Store Inventory
| Store | Path | Purpose |
|---|---|---|
| Main relational state | data/samaritan.db | Conversations, messages, feedback, projects, recommendation events |
| Lexical index | data/samaritan_fts.db | FTS5/BM25 retrieval index for chunk text |
| Vector store | data/chroma/ | Embeddings + chunk metadata, namespace-scoped |
| Related-source cache | data/samaritan_connections.db | Cached source-to-source similarity links |
| Learnings | data/samaritan.db | Extracted concepts, tools, code snippets per source (tables: learnings, learning_concepts, learning_tools, learning_code_snippets) |
| Eval artifacts | data/eval/results/*.json | Eval run outputs and comparisons |
Runtime Roles
samaritan.db
System-of-record SQL store for user-facing state:
- conversation timeline
- message provenance fields
- chat feedback rows
- project records
- usage/cost telemetry rows
samaritan_fts.db
Lexical search companion to vector retrieval.
- stores chunk text + lightweight metadata keys
- queried for exact-term and sparse-match recall
data/chroma/
Namespace collections for semantic retrieval.

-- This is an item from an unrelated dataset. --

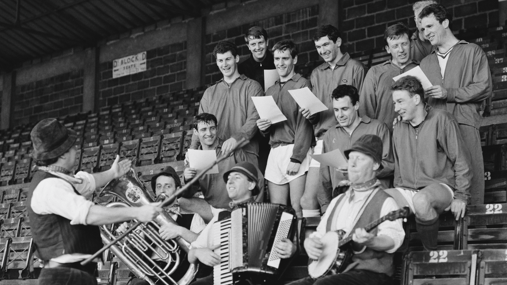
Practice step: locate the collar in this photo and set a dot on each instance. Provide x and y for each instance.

- ingestion writes deterministic chunk IDs and metadata
- retrieval reads vectors + metadata for candidate generation
samaritan_connections.db
Performance cache, not source of truth.
- related-source edges can be recomputed
- invalidated after ingestion/deletion events
Consistency Model
Samaritan writes to multiple stores during ingestion (Chroma + FTS + learnings). These writes are coordinated by application flow, not multi-store transactions. Operationally:- ingestion completion implies indexes are expected to be query-ready
- temporary drift is possible during in-flight operations
- cache invalidation keeps retrieval paths aligned after updates
Durability
Persists across restart:- SQLite files
- Chroma storage
- eval JSON artifacts
- retriever object cache
- circuit-breaker runtime state
Deployment Note
Persist/mount the entiredata/ directory in non-ephemeral environments.
If data/ is lost, chat history, retrieval indexes, and local artifacts are lost.